You can authenticate with Databricks using either a Personal Access Token or Azure authentication:

**Option 1: Personal Access Token (PAT)**

- Generate a Databricks Personal Access token following the following guides:
- [Service Principals](https://docs.databricks.com/administration-guide/users-groups/service-principals.html#personal-access-tokens)
- [Personal Access Tokens](https://docs.databricks.com/dev-tools/auth.html#databricks-personal-access-tokens)
- Provision your service account:
- To ingest your workspace's metadata and lineage, your service principal must have all of the following:
- One of: metastore admin role, ownership of, or `USE CATALOG` privilege on any catalogs you want to ingest
- One of: metastore admin role, ownership of, or `USE SCHEMA` privilege on any schemas you want to ingest
- Ownership of or `SELECT` privilege on any tables and views you want to ingest
- [Ownership documentation](https://docs.databricks.com/data-governance/unity-catalog/manage-privileges/ownership.html)
- [Privileges documentation](https://docs.databricks.com/data-governance/unity-catalog/manage-privileges/privileges.html)
- To ingest legacy hive_metastore catalog (`include_hive_metastore` - enabled by default), your service principal must have all of the following:
- `READ_METADATA` and `USAGE` privilege on `hive_metastore` catalog
- `READ_METADATA` and `USAGE` privilege on schemas you want to ingest
- `READ_METADATA` and `USAGE` privilege on tables and views you want to ingest
- [Hive Metastore Privileges documentation](https://docs.databricks.com/en/sql/language-manual/sql-ref-privileges-hms.html)
- To ingest your workspace's notebooks and respective lineage, your service principal must have `CAN_READ` privileges on the folders containing the notebooks you want to ingest: [guide](https://docs.databricks.com/en/security/auth-authz/access-control/workspace-acl.html#folder-permissions).
- To `include_usage_statistics` (enabled by default), your service principal must have one of the following:
- `CAN_MANAGE` permissions on any SQL Warehouses you want to ingest: [guide](https://docs.databricks.com/security/auth-authz/access-control/sql-endpoint-acl.html).
- When `usage_data_source` is set to `SYSTEM_TABLES` or `AUTO` (default) with `warehouse_id` configured: `SELECT` privilege on `system.query.history` table for improved performance with large query volumes and multi-workspace setups.
- To ingest `profiling` information with `method: ge`, you need `SELECT` privileges on all profiled tables.
- To ingest `profiling` information with `method: analyze` and `call_analyze: true` (enabled by default), your service principal must have ownership or `MODIFY` privilege on any tables you want to profile.
- Alternatively, you can run [ANALYZE TABLE](https://docs.databricks.com/sql/language-manual/sql-ref-syntax-aux-analyze-table.html) yourself on any tables you want to profile, then set `call_analyze` to `false`.
You will still need `SELECT` privilege on those tables to fetch the results.
- Check the starter recipe below and replace `workspace_url` and `token` with your information from the previous steps.

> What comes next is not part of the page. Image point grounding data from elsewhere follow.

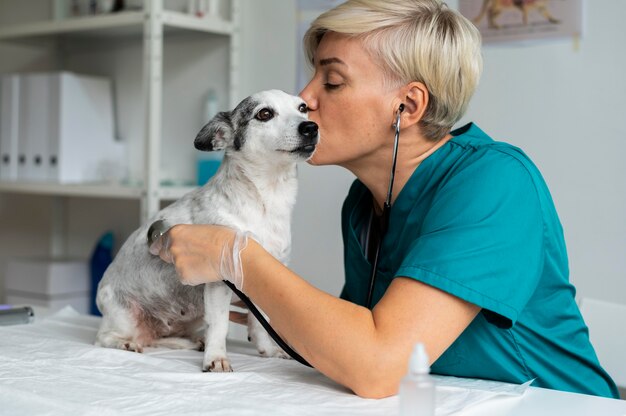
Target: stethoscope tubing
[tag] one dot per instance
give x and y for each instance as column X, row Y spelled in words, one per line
column 384, row 220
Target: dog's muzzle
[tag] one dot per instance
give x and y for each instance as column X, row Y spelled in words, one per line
column 310, row 134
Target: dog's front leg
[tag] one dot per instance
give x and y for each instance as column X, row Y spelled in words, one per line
column 216, row 309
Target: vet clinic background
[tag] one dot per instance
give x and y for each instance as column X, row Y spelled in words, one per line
column 562, row 102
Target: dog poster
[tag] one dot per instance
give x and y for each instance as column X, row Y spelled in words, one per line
column 523, row 20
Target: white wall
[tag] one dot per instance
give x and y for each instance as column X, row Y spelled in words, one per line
column 566, row 108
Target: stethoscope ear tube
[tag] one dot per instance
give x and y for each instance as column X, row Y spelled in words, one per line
column 384, row 220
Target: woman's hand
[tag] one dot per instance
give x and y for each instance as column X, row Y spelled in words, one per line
column 203, row 253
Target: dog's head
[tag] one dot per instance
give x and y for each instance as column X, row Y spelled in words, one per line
column 267, row 122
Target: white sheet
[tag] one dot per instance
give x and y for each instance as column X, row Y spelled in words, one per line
column 52, row 368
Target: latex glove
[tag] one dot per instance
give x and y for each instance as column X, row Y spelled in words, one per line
column 203, row 253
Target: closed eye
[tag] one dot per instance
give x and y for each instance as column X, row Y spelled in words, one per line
column 264, row 114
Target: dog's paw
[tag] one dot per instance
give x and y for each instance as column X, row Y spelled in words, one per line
column 199, row 344
column 131, row 346
column 217, row 365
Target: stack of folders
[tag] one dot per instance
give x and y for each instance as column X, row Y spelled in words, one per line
column 58, row 127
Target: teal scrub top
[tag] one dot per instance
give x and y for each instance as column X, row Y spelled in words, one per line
column 476, row 220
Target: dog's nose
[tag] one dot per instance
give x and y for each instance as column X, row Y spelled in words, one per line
column 308, row 129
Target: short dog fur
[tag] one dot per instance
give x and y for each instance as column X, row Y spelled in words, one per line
column 141, row 298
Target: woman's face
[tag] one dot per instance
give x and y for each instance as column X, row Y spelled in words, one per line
column 348, row 99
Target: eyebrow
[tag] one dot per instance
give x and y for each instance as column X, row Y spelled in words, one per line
column 333, row 60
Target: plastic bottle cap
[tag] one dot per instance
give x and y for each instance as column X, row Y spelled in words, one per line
column 419, row 363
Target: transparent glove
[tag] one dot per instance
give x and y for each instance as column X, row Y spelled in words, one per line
column 230, row 261
column 202, row 253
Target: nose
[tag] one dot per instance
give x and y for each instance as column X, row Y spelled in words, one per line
column 308, row 129
column 309, row 97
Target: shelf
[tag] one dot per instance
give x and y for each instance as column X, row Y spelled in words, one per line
column 126, row 23
column 95, row 190
column 171, row 193
column 91, row 190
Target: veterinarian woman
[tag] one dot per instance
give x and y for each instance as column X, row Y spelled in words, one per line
column 473, row 263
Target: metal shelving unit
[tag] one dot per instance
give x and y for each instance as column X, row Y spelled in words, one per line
column 152, row 24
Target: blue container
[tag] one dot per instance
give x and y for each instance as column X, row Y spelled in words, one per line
column 101, row 257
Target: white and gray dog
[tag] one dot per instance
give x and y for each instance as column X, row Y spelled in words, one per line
column 141, row 298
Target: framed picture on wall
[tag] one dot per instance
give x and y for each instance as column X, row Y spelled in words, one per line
column 523, row 20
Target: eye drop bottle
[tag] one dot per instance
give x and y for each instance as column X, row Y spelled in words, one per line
column 417, row 388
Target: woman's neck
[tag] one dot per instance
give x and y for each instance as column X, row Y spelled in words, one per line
column 374, row 170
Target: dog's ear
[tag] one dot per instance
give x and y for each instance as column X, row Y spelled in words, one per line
column 216, row 134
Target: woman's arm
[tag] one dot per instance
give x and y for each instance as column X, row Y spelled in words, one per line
column 366, row 351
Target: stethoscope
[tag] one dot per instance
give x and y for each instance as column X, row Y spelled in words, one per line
column 160, row 227
column 384, row 218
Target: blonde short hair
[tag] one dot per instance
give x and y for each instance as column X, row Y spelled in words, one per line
column 413, row 40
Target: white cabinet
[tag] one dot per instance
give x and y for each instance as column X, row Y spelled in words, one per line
column 152, row 56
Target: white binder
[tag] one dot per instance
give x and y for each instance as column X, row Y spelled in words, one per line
column 9, row 126
column 66, row 129
column 81, row 141
column 36, row 102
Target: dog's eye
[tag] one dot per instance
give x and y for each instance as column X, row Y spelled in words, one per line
column 264, row 114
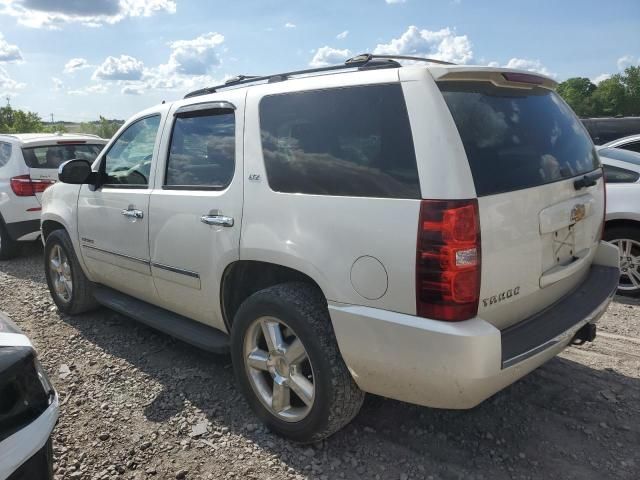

**Option 2: Azure Authentication (for Azure Databricks)**

- Create an Azure Active Directory application:
- Follow the [Azure AD app registration guide](https://docs.microsoft.com/en-us/azure/active-directory/develop/quickstart-register-app)
- Note down the `client_id` (Application ID), `tenant_id` (Directory ID), and create a `client_secret`
- Grant the Azure AD application access to your Databricks workspace:
- Add the service principal to your Databricks workspace following [this guide](https://docs.databricks.com/administration-guide/users-groups/service-principals.html#add-a-service-principal-to-your-azure-databricks-account-using-the-account-console)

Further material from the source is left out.